Dalam Rakernis tersebut, Wakapolri Dedi Prasetyo juga mengapresiasi keberhasilan Operasi Ketupat 2026. Tercatat angka kecelakaan turun 5,31 persen dan korban meninggal dunia menurun 30,41 persen dibanding tahun sebelumnya.
Selain itu, survei Indikator Politik menunjukkan 85,3 persen masyarakat puas terhadap penyelenggaraan mudik Lebaran 2026, sementara tingkat kepercayaan publik terhadap Polri meningkat menjadi 63,7 persen.
Meski demikian, Wakapolri Dedi Prasetyo mengingatkan jajaran Korlantas agar tidak cepat berpuas diri. Ia menyoroti masih tingginya angka black spot, trouble spot, kecelakaan di perlintasan sebidang, hingga kemacetan di sejumlah kota besar.
“Jajaran Korlantas adalah etalase Polri. Setiap perilaku anggota di lapangan akan memengaruhi kepercayaan masyarakat terhadap institusi,” tegasnya.

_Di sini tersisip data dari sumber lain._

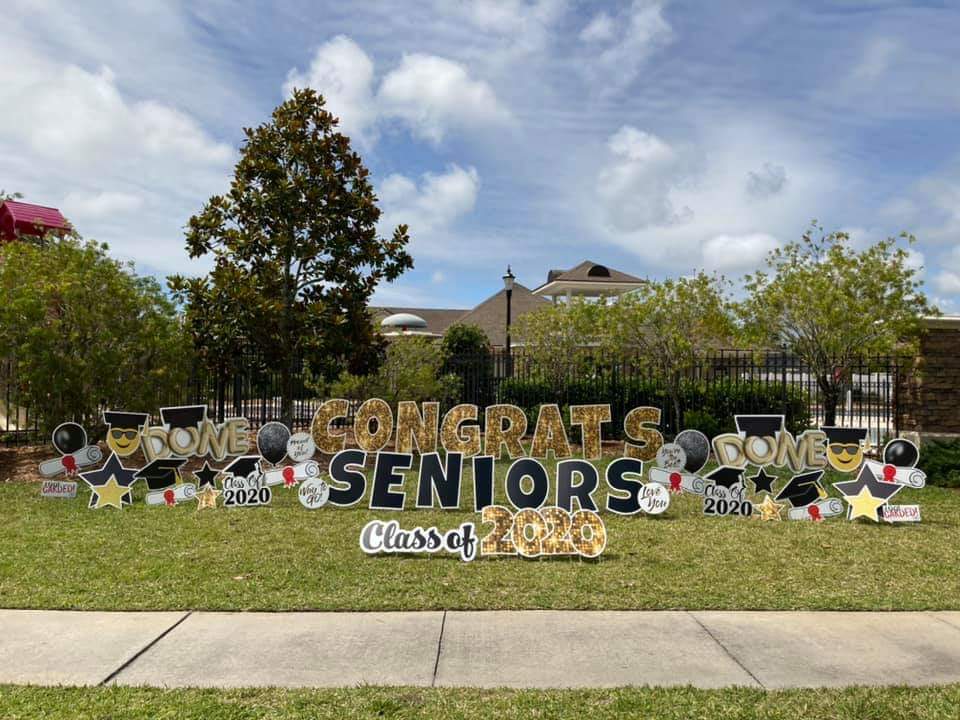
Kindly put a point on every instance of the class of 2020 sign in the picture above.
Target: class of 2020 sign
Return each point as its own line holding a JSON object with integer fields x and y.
{"x": 526, "y": 510}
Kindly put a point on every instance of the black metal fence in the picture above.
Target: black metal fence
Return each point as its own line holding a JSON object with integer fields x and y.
{"x": 721, "y": 385}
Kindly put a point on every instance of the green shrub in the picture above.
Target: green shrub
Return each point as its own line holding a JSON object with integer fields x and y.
{"x": 704, "y": 405}
{"x": 940, "y": 459}
{"x": 411, "y": 370}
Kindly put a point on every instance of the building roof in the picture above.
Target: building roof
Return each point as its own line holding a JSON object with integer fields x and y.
{"x": 438, "y": 319}
{"x": 586, "y": 275}
{"x": 491, "y": 315}
{"x": 25, "y": 218}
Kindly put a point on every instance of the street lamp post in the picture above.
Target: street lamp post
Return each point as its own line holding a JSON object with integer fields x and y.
{"x": 508, "y": 286}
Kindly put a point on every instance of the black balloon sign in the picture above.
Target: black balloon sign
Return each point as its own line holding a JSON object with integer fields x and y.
{"x": 901, "y": 453}
{"x": 272, "y": 442}
{"x": 696, "y": 447}
{"x": 69, "y": 437}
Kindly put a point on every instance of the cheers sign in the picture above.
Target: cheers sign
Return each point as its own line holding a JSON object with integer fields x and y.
{"x": 419, "y": 427}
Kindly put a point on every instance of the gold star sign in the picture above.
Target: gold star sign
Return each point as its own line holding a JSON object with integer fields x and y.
{"x": 864, "y": 504}
{"x": 110, "y": 485}
{"x": 207, "y": 498}
{"x": 769, "y": 510}
{"x": 111, "y": 493}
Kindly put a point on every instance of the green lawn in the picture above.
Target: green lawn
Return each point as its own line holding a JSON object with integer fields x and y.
{"x": 59, "y": 554}
{"x": 20, "y": 703}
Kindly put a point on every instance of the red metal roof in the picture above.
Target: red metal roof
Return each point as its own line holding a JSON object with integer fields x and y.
{"x": 17, "y": 217}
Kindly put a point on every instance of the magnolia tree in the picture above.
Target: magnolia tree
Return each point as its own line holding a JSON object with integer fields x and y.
{"x": 666, "y": 327}
{"x": 296, "y": 251}
{"x": 830, "y": 304}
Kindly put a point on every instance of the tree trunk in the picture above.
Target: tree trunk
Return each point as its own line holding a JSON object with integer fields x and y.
{"x": 286, "y": 392}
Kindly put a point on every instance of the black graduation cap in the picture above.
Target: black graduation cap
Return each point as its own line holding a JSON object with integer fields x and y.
{"x": 161, "y": 473}
{"x": 844, "y": 436}
{"x": 243, "y": 466}
{"x": 759, "y": 425}
{"x": 184, "y": 416}
{"x": 803, "y": 489}
{"x": 125, "y": 420}
{"x": 726, "y": 476}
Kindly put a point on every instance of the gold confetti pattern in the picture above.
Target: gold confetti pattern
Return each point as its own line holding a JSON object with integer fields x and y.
{"x": 529, "y": 530}
{"x": 558, "y": 540}
{"x": 497, "y": 541}
{"x": 456, "y": 439}
{"x": 588, "y": 533}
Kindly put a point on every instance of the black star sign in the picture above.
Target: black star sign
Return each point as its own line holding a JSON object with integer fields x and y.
{"x": 206, "y": 476}
{"x": 762, "y": 482}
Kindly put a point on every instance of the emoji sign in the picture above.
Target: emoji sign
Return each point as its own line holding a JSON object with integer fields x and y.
{"x": 123, "y": 431}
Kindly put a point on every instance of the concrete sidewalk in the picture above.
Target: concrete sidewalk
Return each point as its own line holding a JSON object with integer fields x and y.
{"x": 536, "y": 649}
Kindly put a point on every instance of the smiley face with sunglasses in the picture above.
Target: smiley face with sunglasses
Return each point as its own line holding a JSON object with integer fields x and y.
{"x": 123, "y": 431}
{"x": 844, "y": 447}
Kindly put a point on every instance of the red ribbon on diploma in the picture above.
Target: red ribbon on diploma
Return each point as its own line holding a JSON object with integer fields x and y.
{"x": 675, "y": 479}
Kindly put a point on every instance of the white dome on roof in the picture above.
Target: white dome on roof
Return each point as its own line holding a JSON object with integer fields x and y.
{"x": 403, "y": 321}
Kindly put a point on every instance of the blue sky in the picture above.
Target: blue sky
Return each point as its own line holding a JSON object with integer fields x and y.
{"x": 655, "y": 137}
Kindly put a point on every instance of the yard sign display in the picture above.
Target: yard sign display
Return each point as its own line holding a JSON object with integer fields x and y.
{"x": 419, "y": 459}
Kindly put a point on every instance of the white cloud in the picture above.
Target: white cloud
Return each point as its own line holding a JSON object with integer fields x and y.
{"x": 878, "y": 55}
{"x": 343, "y": 73}
{"x": 619, "y": 46}
{"x": 599, "y": 29}
{"x": 668, "y": 203}
{"x": 766, "y": 182}
{"x": 431, "y": 207}
{"x": 432, "y": 94}
{"x": 87, "y": 205}
{"x": 728, "y": 253}
{"x": 636, "y": 188}
{"x": 947, "y": 282}
{"x": 429, "y": 94}
{"x": 129, "y": 170}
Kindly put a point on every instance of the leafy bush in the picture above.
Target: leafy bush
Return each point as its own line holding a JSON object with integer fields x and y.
{"x": 411, "y": 370}
{"x": 940, "y": 459}
{"x": 467, "y": 355}
{"x": 705, "y": 405}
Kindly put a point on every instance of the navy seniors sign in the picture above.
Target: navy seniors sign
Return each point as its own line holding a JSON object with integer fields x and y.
{"x": 490, "y": 461}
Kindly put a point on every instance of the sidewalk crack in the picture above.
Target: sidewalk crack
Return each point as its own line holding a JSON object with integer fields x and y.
{"x": 136, "y": 656}
{"x": 933, "y": 614}
{"x": 726, "y": 650}
{"x": 436, "y": 662}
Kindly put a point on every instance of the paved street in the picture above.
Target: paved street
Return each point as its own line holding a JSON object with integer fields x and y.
{"x": 536, "y": 649}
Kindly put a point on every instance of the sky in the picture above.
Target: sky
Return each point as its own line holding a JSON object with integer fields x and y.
{"x": 658, "y": 137}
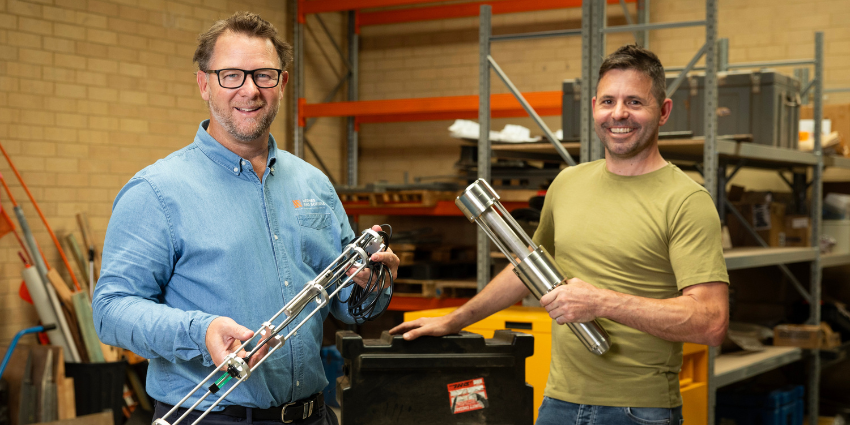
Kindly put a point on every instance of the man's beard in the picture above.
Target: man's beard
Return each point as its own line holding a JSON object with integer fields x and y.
{"x": 260, "y": 125}
{"x": 643, "y": 139}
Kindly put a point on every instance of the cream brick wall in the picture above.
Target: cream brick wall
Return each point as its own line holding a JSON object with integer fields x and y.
{"x": 90, "y": 93}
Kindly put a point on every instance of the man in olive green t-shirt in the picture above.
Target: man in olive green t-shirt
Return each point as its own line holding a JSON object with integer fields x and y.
{"x": 640, "y": 243}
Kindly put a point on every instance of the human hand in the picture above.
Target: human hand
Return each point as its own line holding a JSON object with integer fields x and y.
{"x": 387, "y": 257}
{"x": 224, "y": 336}
{"x": 433, "y": 326}
{"x": 572, "y": 302}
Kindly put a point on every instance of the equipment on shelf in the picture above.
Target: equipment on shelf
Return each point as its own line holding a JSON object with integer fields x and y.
{"x": 536, "y": 268}
{"x": 360, "y": 306}
{"x": 764, "y": 104}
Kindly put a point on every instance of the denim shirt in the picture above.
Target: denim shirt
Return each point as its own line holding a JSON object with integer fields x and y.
{"x": 197, "y": 235}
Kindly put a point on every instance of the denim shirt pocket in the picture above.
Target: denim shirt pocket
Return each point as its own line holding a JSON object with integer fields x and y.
{"x": 319, "y": 239}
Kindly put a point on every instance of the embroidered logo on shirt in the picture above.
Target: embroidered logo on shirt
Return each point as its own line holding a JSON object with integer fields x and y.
{"x": 307, "y": 203}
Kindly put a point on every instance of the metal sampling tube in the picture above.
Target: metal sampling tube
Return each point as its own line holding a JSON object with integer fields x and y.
{"x": 534, "y": 266}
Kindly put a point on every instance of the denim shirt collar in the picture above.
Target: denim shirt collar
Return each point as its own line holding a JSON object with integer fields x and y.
{"x": 225, "y": 157}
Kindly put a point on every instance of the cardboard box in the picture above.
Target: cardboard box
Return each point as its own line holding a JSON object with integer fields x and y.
{"x": 771, "y": 223}
{"x": 806, "y": 336}
{"x": 839, "y": 114}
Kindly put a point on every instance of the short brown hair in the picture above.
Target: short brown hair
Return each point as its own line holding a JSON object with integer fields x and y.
{"x": 642, "y": 60}
{"x": 241, "y": 23}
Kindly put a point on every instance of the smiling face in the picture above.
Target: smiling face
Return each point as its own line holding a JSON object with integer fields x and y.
{"x": 626, "y": 115}
{"x": 243, "y": 115}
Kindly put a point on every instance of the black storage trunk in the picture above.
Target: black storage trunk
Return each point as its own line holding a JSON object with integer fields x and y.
{"x": 98, "y": 386}
{"x": 455, "y": 379}
{"x": 765, "y": 105}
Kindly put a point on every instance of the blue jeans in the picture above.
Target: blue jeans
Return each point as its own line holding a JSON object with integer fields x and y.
{"x": 557, "y": 412}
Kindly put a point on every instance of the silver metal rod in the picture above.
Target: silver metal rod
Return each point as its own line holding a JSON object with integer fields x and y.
{"x": 535, "y": 35}
{"x": 639, "y": 27}
{"x": 495, "y": 222}
{"x": 531, "y": 112}
{"x": 684, "y": 73}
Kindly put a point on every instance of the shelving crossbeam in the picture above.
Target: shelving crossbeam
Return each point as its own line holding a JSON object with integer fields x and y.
{"x": 734, "y": 367}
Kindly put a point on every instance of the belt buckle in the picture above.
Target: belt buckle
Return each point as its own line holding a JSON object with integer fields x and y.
{"x": 283, "y": 413}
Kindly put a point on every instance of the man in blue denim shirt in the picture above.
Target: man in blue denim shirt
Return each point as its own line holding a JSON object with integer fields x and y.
{"x": 213, "y": 240}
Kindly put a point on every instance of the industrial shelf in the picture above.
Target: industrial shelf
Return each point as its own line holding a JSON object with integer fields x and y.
{"x": 744, "y": 258}
{"x": 757, "y": 155}
{"x": 428, "y": 13}
{"x": 837, "y": 162}
{"x": 834, "y": 355}
{"x": 547, "y": 103}
{"x": 734, "y": 367}
{"x": 834, "y": 260}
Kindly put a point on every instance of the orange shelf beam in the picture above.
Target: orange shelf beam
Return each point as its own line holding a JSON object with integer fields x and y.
{"x": 321, "y": 6}
{"x": 442, "y": 209}
{"x": 402, "y": 303}
{"x": 464, "y": 10}
{"x": 431, "y": 108}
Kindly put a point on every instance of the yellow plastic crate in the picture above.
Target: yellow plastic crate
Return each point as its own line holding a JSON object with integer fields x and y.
{"x": 693, "y": 379}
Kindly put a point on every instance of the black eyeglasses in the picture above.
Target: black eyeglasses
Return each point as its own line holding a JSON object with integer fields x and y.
{"x": 232, "y": 78}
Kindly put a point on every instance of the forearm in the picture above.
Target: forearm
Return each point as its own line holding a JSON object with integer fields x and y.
{"x": 148, "y": 328}
{"x": 503, "y": 291}
{"x": 686, "y": 318}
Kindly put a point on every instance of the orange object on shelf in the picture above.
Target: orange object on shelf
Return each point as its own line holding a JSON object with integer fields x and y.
{"x": 546, "y": 103}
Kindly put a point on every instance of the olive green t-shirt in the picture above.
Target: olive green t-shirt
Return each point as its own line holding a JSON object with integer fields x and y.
{"x": 649, "y": 235}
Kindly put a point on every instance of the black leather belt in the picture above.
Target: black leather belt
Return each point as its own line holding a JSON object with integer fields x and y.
{"x": 288, "y": 413}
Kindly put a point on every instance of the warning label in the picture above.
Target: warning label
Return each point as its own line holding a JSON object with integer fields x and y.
{"x": 467, "y": 396}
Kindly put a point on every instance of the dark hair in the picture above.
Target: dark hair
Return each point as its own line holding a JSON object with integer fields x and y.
{"x": 241, "y": 23}
{"x": 642, "y": 60}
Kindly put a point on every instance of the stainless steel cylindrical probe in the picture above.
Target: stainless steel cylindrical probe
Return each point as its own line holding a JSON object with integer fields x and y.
{"x": 534, "y": 266}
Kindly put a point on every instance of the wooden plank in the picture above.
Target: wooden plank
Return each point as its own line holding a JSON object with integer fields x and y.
{"x": 15, "y": 370}
{"x": 86, "y": 322}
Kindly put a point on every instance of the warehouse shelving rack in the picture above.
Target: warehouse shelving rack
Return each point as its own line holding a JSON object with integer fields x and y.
{"x": 396, "y": 110}
{"x": 546, "y": 103}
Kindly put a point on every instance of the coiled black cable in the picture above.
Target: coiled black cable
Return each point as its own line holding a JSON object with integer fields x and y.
{"x": 361, "y": 302}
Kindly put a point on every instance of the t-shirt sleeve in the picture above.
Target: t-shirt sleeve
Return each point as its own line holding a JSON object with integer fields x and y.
{"x": 545, "y": 233}
{"x": 696, "y": 253}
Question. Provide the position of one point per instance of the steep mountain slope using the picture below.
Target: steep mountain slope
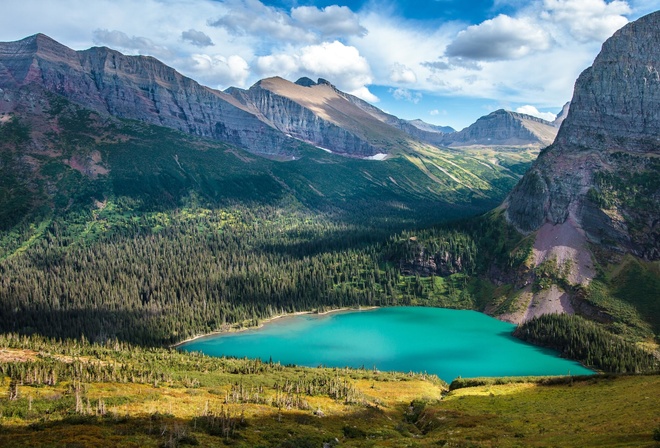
(503, 128)
(135, 87)
(562, 114)
(598, 186)
(424, 126)
(321, 115)
(270, 118)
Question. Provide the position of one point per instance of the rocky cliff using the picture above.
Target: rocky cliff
(601, 176)
(503, 128)
(270, 118)
(319, 114)
(562, 115)
(135, 87)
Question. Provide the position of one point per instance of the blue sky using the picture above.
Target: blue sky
(447, 62)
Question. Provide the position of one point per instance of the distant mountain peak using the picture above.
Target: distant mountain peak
(596, 177)
(504, 128)
(305, 82)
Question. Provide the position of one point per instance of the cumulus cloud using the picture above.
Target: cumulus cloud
(225, 71)
(406, 95)
(277, 65)
(402, 74)
(497, 39)
(254, 18)
(340, 64)
(197, 38)
(364, 93)
(331, 21)
(533, 111)
(305, 24)
(587, 20)
(120, 40)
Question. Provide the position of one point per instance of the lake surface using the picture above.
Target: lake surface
(448, 343)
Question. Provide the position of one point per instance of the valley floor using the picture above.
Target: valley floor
(183, 400)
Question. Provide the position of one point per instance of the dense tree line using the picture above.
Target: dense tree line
(585, 341)
(161, 277)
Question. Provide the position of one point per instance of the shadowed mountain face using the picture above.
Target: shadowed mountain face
(135, 87)
(503, 128)
(270, 118)
(602, 174)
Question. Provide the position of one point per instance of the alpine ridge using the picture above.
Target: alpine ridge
(270, 118)
(591, 199)
(600, 175)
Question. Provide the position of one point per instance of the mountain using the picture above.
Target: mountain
(424, 126)
(270, 118)
(562, 114)
(135, 87)
(319, 114)
(503, 128)
(599, 174)
(591, 201)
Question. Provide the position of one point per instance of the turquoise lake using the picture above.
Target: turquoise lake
(448, 343)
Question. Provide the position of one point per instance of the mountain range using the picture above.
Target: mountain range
(92, 131)
(267, 119)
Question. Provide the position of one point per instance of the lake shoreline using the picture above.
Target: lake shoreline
(269, 320)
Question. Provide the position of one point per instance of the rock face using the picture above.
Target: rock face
(562, 115)
(135, 87)
(424, 126)
(270, 118)
(503, 128)
(319, 114)
(602, 174)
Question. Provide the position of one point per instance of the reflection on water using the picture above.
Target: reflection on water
(448, 343)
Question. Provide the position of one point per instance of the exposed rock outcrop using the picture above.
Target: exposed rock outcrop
(562, 115)
(503, 128)
(319, 114)
(135, 87)
(601, 174)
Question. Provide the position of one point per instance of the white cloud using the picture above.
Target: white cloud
(406, 95)
(136, 44)
(587, 20)
(341, 64)
(272, 41)
(277, 65)
(533, 111)
(499, 39)
(197, 38)
(230, 71)
(338, 63)
(331, 21)
(365, 94)
(251, 17)
(402, 74)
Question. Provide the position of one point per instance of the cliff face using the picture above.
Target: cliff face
(135, 87)
(602, 174)
(317, 113)
(503, 128)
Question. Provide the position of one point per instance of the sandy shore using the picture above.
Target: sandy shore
(263, 322)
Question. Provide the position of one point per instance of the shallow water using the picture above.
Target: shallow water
(448, 343)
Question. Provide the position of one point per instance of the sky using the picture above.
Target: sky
(447, 62)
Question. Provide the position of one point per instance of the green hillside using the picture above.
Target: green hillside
(76, 394)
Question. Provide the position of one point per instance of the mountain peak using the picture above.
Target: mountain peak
(597, 176)
(305, 82)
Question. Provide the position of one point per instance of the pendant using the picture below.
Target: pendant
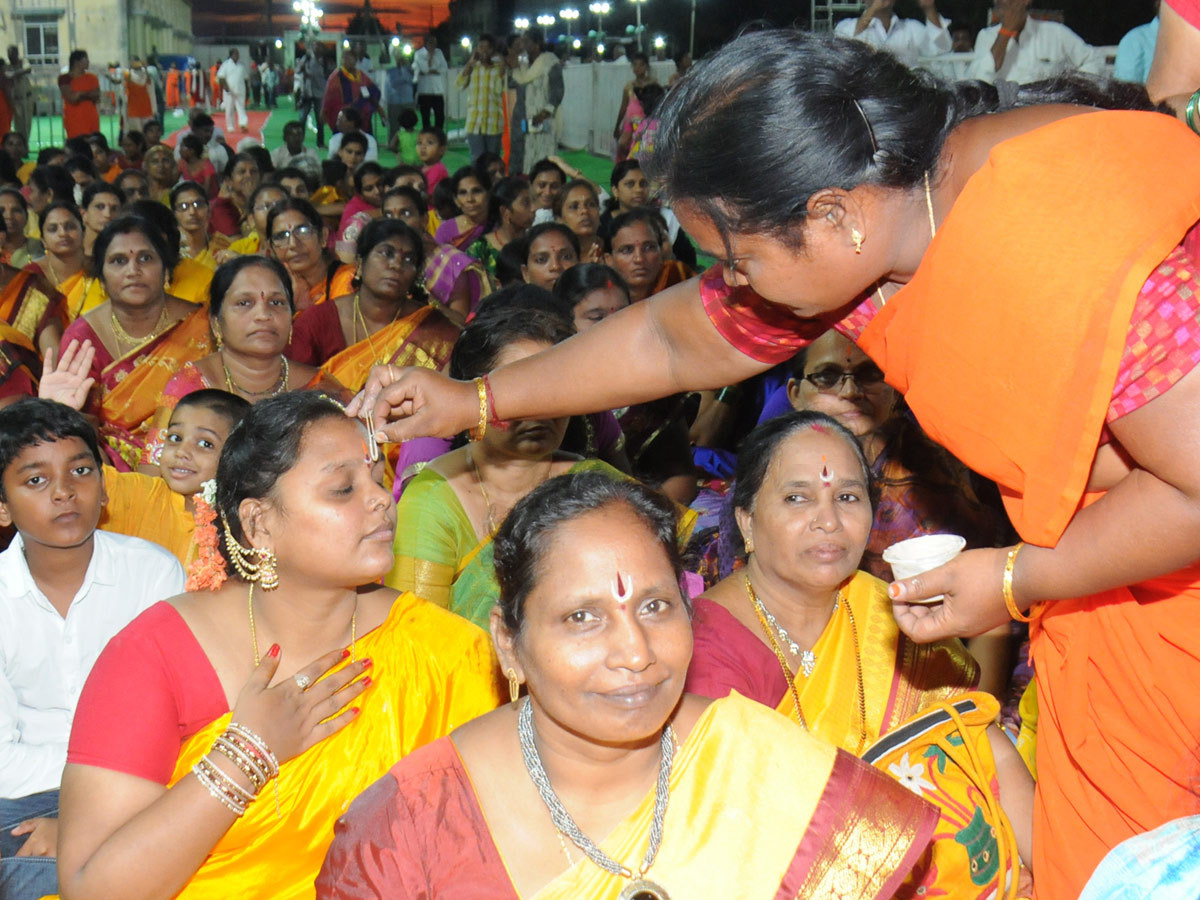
(808, 663)
(642, 889)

Wakapolri Dedi Prasetyo juga memberi arahan kepada seluruh personel untuk memperkuat penerapan smart policing melalui ETLE, integrasi CCTV, pemanfaatan AI, hingga pengembangan sistem lalu lintas berbasis data real time.

Terakhir, Wakapolri Dedi Prasetyo menegaskan pentingnya pelayanan yang humanis, profesional, dan berintegritas sebagai fondasi membangun budaya tertib berlalu lintas di masyarakat.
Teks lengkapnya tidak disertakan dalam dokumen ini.